Folks, I deleted some code.
Some of it was... Perl code.
Not sure if anybody noticed but scan-build didn't deduplicate reports correctly. Its algorithm was extremely primitive (basically it hashed each html file and deleted files with duplicate hash). This obviously didn't work with cross-file reports (i.e., bug path starts in the main file but ends in a header) which we intended to deduplicate by the end-of-path location, because the main file name is included in the report and therefore affects md5. D42269 doesn't help either. Long story short, it didn't honor the modern advancements in IssueHash at all.
I could make scan-build read the issue hash but I think my solution is even more elegant so hear me out. I put the issue hash into the report filename instead, replacing the random section. When clang tries to emit a duplicate report, it'll simply fail because the file with that name is already present. Moreover, as per tradition, I reduce the issue hash to the first 6 characters, so bug report filenames look exactly like before (report-123abc.html), except now they're automatically stable and deterministic!

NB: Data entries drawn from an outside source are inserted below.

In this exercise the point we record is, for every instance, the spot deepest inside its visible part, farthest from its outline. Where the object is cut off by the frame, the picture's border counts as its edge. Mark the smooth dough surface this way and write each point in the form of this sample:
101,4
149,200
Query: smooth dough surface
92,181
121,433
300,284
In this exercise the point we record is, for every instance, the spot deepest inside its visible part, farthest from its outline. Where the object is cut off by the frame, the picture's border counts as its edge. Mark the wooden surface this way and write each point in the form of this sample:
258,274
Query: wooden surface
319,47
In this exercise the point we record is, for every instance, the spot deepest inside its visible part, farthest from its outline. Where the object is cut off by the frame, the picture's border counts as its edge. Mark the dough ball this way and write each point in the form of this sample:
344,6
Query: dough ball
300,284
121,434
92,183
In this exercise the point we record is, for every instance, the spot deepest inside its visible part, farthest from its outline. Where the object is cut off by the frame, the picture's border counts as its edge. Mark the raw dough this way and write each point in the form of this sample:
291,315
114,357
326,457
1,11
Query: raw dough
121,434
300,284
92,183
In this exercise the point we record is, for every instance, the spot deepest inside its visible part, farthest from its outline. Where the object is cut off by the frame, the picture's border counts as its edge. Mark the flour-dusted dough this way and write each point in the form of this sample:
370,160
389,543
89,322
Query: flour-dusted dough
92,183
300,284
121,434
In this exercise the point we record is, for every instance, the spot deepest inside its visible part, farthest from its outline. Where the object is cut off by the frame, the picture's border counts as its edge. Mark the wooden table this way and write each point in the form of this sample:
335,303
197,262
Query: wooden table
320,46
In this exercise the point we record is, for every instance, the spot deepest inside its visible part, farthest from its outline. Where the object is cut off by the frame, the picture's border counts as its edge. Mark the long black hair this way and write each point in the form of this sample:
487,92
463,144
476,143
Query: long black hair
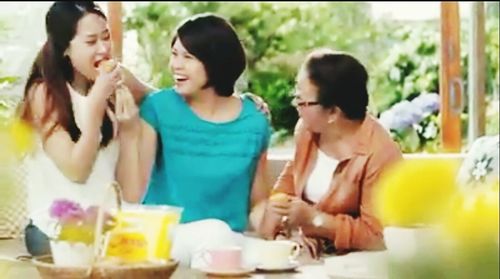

Such truncation is, of course, entirely cosmetic and absolutely unnecessary but I think it's pretty cool.
The flag -analyzer-config stable-report-filename=true now becomes redundant because reports are stable anyway (in fact, they weren't actually stable before the patch even with the flag, because they depended on the race between clang invocations to emit the reports; I changed it to include a snippet of the issue hash as well instead of the race-y index). That said, I'm conflicted about removing the flag entirely because it also produces more verbose/readable filenames that people seem to enjoy. I think we should enable it by default instead, as soon as we make sure it doesn't produce extremely long filenames.
scan-build --generate-index-only no longer does deduplication, as seen on the updated test "rebuild_index". If deduplication is desired, it can typically be achieved with a simple
find -name '*.html' -exec mv "{}" . \;
I don't frequently see stringstreams in the codebase.
Why don't you use the llvm alternative?